Ein Defizit dieses ersten Teilbandes von HBOT darf nicht verschwiegen werden. Der erste Absatz bei Wevers ist für dieses Detailproblem aussagekräftig:

"The term 'Septuagint' has been used by scholars in three senses. In its broadest sense it refers to the Alexandrian canon, and included not only the Greek version of the Hebrew Scriptures, but also the so-called deuterocanonical books; these are 1 Esdras, Ecclesiasticus, Wisdom of Solomon, Judith, Tobit, Baruch, Epistle of Jeremiah, and the books of the Maccabees. The historical relations between this canon and the Hebrew canon is complex and not at all clear; these texts will not be dealt with in this essay, nor will the problem be discussed".

Leider gilt diese letzte Aussage für den ganzen Band. Die deuterokanonischen Schriften, die teilweise als Werke hoher Schriftgelehrsamkeit angesehen werden müssen und über die Auslegungstechniken des Judentums zur Zeit des zweiten Tempels einiges zu sagen haben, fallen durch das Raster. Ein Blick in das Schriftstellenregister bestätigt die Lücke. R. A. Kraft, der im Rahmen seines Abschnitts über Schriftbewußtsein in den Apokryphen und Pseudepigraphen natürlich nur wenig Platz für die Deuterokanonika hat, schreibt z.B. über Sir:

"The body of the book of Sirach, however, gives no explicit references to scriptural passages, although in wisdom's paean of self-praise 'the law which Moses commanded us' is identified with 'the book of the covenant' (24,23), and elsewhere various biblical people and events are mentioned especially in the 'praise of the famous' section (44-49/50)" (211).

P. C. Beentjes, Jesus Sirach en Tenach, Nieuwegein 1981, 21-41 hat ausführlich die Einleitungsformulare für Schriftzitate bei Sirach untersucht (???; ??; ???; ???) und das invertierte Schriftzitat als Stilfigur diskutiert. Auch die Jeremia-Baruch-Relation (Jer MT, Jer LXX, Baruch, Brief des Jeremia, ...) hätte auslegungsgeschichtlich ein wichtiges Thema sein können. Die "hymnische Erinnerung an den Exodus" (M. Gilbert) in Weish 11-19 nicht minder (verglichen mit der umfangreichen Diskussion kleinerer Schriften von Philo u.a.). Daß die Schriftauslegung in den deuterokanonischen Büchern nicht ausführlicher thematisiert wird, scheint mir eine Schwachstelle des Editionsplans zu sein und ihre stärkere Berücksichtigung wäre keineswegs eine Reprojektion der konfessionellen Differenzen gewesen.

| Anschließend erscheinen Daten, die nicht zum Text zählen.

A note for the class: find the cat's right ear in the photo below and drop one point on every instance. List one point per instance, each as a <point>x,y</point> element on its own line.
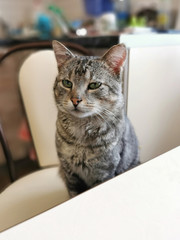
<point>62,54</point>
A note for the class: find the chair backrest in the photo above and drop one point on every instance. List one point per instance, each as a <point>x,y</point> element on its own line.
<point>36,79</point>
<point>152,88</point>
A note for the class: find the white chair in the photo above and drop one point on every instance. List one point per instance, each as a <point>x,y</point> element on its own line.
<point>42,189</point>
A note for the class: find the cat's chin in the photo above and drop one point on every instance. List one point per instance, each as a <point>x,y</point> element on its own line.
<point>80,114</point>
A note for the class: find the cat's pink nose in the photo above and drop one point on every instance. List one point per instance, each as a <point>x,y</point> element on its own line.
<point>76,101</point>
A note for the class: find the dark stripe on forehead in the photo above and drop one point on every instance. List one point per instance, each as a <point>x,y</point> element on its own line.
<point>81,67</point>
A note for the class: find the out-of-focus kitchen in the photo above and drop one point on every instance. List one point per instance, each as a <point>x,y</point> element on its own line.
<point>94,24</point>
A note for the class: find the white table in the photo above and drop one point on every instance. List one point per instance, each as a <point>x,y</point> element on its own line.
<point>143,203</point>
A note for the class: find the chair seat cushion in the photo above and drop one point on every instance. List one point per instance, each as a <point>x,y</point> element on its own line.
<point>31,195</point>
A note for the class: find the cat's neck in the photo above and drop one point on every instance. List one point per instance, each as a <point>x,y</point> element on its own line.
<point>89,128</point>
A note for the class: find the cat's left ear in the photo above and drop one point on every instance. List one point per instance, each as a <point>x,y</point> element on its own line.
<point>62,54</point>
<point>115,57</point>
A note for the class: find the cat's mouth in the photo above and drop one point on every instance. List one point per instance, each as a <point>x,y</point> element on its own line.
<point>79,113</point>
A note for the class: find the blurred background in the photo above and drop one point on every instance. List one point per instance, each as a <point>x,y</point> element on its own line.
<point>50,19</point>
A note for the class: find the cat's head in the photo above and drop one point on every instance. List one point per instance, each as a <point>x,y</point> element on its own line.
<point>87,86</point>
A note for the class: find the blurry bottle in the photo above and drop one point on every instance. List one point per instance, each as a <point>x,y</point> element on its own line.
<point>164,15</point>
<point>122,10</point>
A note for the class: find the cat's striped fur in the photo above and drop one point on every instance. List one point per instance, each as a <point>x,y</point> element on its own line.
<point>95,140</point>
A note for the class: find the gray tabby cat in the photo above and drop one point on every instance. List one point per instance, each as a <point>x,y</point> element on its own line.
<point>95,140</point>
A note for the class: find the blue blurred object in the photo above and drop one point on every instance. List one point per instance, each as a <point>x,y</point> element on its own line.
<point>98,7</point>
<point>44,26</point>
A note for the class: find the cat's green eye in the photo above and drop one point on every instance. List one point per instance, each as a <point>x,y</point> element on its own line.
<point>94,85</point>
<point>67,83</point>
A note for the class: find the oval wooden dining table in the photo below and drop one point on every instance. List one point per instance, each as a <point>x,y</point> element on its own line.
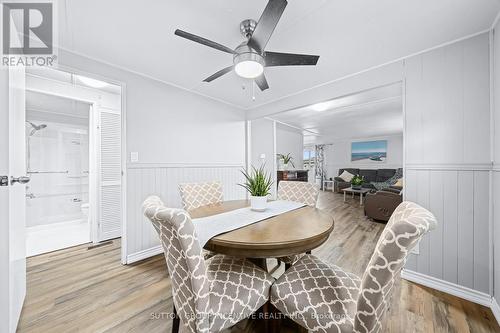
<point>294,232</point>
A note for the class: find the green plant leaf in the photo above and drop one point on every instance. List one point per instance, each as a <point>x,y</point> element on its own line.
<point>257,182</point>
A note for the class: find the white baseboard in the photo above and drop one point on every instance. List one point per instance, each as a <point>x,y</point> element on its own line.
<point>144,254</point>
<point>495,308</point>
<point>449,288</point>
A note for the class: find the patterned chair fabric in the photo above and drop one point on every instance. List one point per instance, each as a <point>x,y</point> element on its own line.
<point>324,298</point>
<point>303,192</point>
<point>211,295</point>
<point>195,195</point>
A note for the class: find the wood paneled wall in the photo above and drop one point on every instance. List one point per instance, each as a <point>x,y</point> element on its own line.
<point>448,160</point>
<point>457,251</point>
<point>163,180</point>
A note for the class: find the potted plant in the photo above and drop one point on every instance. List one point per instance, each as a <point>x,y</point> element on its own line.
<point>258,183</point>
<point>286,159</point>
<point>357,182</point>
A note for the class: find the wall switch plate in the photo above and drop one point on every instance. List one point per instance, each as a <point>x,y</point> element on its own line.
<point>416,249</point>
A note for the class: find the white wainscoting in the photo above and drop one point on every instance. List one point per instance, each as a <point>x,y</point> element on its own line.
<point>458,250</point>
<point>163,180</point>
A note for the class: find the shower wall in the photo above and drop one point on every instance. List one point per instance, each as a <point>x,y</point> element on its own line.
<point>59,170</point>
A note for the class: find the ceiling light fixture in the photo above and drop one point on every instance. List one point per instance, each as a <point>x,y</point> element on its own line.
<point>248,65</point>
<point>323,106</point>
<point>92,82</point>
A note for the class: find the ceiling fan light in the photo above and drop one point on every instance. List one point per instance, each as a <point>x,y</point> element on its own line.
<point>249,69</point>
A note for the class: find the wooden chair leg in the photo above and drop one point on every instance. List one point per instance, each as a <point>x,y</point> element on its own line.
<point>265,311</point>
<point>276,319</point>
<point>175,322</point>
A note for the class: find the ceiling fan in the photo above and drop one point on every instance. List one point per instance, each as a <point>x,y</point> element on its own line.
<point>249,58</point>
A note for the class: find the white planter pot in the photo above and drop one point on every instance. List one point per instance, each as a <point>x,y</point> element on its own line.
<point>258,204</point>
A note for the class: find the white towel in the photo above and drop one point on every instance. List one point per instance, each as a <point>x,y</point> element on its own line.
<point>211,226</point>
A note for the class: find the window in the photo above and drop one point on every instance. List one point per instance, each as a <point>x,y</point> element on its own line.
<point>309,158</point>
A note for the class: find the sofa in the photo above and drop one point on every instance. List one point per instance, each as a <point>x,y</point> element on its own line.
<point>379,206</point>
<point>373,178</point>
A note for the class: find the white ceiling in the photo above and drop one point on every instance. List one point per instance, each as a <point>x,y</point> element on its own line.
<point>41,106</point>
<point>349,35</point>
<point>377,112</point>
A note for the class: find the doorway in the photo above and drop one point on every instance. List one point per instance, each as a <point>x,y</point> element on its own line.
<point>74,161</point>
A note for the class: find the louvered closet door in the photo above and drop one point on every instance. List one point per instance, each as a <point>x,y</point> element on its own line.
<point>110,189</point>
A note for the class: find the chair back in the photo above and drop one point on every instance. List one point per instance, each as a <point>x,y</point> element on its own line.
<point>185,263</point>
<point>406,227</point>
<point>195,195</point>
<point>302,192</point>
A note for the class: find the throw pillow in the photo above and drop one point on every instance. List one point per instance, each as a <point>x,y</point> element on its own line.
<point>346,176</point>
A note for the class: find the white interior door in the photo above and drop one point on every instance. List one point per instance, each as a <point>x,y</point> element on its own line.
<point>13,201</point>
<point>109,191</point>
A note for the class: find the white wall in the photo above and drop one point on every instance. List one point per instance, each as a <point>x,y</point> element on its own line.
<point>262,142</point>
<point>496,164</point>
<point>180,136</point>
<point>290,140</point>
<point>448,159</point>
<point>338,155</point>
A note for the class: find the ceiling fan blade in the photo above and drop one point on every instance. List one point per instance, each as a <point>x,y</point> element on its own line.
<point>218,74</point>
<point>266,25</point>
<point>203,41</point>
<point>262,82</point>
<point>289,59</point>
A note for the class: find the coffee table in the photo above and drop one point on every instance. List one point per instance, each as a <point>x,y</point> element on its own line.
<point>361,191</point>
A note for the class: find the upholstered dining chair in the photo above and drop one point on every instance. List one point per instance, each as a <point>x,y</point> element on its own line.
<point>194,195</point>
<point>210,295</point>
<point>325,298</point>
<point>302,192</point>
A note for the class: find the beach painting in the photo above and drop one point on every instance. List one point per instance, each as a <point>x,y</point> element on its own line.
<point>369,151</point>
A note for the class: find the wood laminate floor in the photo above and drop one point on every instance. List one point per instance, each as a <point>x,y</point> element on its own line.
<point>80,290</point>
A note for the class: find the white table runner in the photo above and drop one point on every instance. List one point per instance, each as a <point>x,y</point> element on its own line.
<point>211,226</point>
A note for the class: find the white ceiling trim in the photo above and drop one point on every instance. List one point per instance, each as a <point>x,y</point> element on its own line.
<point>150,77</point>
<point>495,21</point>
<point>358,138</point>
<point>374,67</point>
<point>291,126</point>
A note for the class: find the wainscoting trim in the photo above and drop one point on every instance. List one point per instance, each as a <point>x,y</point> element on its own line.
<point>450,167</point>
<point>144,254</point>
<point>182,165</point>
<point>449,288</point>
<point>495,308</point>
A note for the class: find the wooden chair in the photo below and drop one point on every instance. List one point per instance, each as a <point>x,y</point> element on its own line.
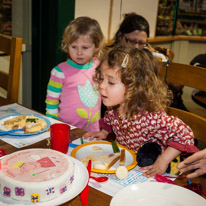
<point>11,46</point>
<point>191,76</point>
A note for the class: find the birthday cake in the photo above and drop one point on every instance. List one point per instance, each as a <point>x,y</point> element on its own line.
<point>36,175</point>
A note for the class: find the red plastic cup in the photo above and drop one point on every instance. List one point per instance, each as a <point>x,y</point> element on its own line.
<point>59,134</point>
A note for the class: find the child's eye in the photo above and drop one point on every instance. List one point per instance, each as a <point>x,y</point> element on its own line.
<point>101,79</point>
<point>111,83</point>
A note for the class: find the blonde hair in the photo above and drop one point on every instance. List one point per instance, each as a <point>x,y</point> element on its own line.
<point>145,91</point>
<point>83,26</point>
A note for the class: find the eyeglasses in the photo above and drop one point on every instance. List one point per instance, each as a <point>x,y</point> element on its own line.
<point>133,42</point>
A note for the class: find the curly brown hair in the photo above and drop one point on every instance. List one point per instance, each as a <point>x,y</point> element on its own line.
<point>145,91</point>
<point>83,26</point>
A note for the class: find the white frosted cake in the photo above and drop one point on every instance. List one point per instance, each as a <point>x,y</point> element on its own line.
<point>36,175</point>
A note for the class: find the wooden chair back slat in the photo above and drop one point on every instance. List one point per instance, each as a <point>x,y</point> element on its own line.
<point>11,46</point>
<point>195,122</point>
<point>187,75</point>
<point>191,76</point>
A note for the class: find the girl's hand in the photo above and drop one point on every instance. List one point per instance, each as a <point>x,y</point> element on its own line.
<point>162,162</point>
<point>159,167</point>
<point>98,135</point>
<point>196,162</point>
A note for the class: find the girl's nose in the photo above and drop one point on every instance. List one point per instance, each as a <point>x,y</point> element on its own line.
<point>79,51</point>
<point>102,85</point>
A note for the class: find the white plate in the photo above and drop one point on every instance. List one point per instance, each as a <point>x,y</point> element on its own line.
<point>86,149</point>
<point>156,194</point>
<point>80,180</point>
<point>3,128</point>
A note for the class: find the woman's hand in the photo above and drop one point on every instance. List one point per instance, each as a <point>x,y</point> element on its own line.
<point>196,161</point>
<point>98,135</point>
<point>159,167</point>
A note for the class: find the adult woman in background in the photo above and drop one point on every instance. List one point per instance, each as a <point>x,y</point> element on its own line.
<point>134,32</point>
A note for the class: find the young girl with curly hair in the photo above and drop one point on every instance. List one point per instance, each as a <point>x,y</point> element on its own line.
<point>72,96</point>
<point>136,99</point>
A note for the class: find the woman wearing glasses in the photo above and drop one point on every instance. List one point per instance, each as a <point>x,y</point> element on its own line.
<point>134,32</point>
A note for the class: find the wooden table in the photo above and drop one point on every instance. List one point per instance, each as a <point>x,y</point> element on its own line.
<point>96,197</point>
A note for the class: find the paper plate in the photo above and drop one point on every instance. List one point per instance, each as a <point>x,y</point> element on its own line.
<point>80,180</point>
<point>86,149</point>
<point>20,133</point>
<point>156,194</point>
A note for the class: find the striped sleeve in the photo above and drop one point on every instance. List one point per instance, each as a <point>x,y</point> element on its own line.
<point>54,90</point>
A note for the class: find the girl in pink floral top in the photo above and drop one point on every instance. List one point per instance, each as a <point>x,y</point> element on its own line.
<point>136,97</point>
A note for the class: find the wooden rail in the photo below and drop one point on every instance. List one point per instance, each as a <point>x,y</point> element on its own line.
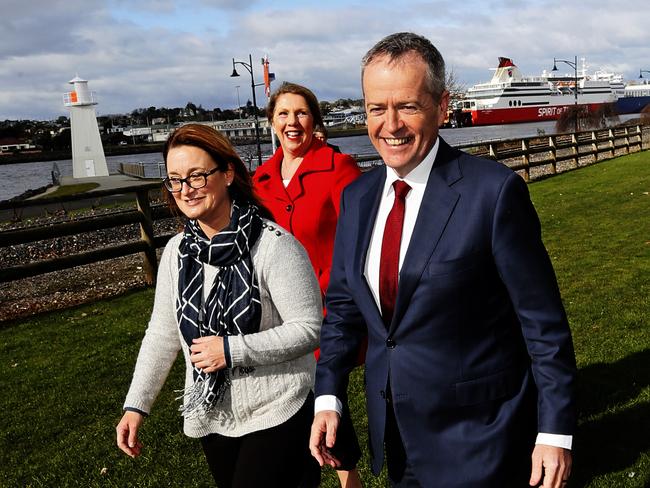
<point>554,153</point>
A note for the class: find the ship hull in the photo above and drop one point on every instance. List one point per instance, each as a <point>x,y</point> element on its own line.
<point>497,116</point>
<point>631,105</point>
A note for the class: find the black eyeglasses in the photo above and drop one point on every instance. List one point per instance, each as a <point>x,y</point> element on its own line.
<point>195,180</point>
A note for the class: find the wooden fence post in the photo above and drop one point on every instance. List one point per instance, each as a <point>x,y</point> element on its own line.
<point>146,233</point>
<point>574,148</point>
<point>525,158</point>
<point>492,151</point>
<point>594,145</point>
<point>553,150</point>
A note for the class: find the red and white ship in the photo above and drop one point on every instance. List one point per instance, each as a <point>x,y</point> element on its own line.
<point>510,97</point>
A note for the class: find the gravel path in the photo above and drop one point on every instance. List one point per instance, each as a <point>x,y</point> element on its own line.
<point>82,284</point>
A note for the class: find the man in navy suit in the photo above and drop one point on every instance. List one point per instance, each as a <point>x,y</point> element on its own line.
<point>439,260</point>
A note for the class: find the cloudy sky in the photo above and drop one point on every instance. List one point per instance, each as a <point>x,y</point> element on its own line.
<point>165,53</point>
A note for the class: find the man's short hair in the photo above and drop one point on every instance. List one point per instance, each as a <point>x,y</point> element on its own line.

Der erste Band von HBOT (745 Seiten Text + 100 Seiten Register, Abkürzungen etc.) mit seiner themenorientierten Darstellung der frühen Exegesegeschichte legt die wichtigsten Linien frei, die die spätere jüdische und christliche Auslegungstradition prägen werden. Ein stärker wirkungs- bzw. kulturgeschichtlicher Ansatz (Liturgie, Katechese, Kunst, Literatur, ...) wäre den Fragestellungen der Gegenwart und einer größeren Öffentlichkeit vielleicht mehr entgegengekommen, hätte jedoch die theologischen Probleme nicht so prägnant hervortreten lassen, wie es diese Interpretationsgeschichte tut. Mit 210 DM hat der umfangreiche Band auch einen angemessenen Preis erhalten.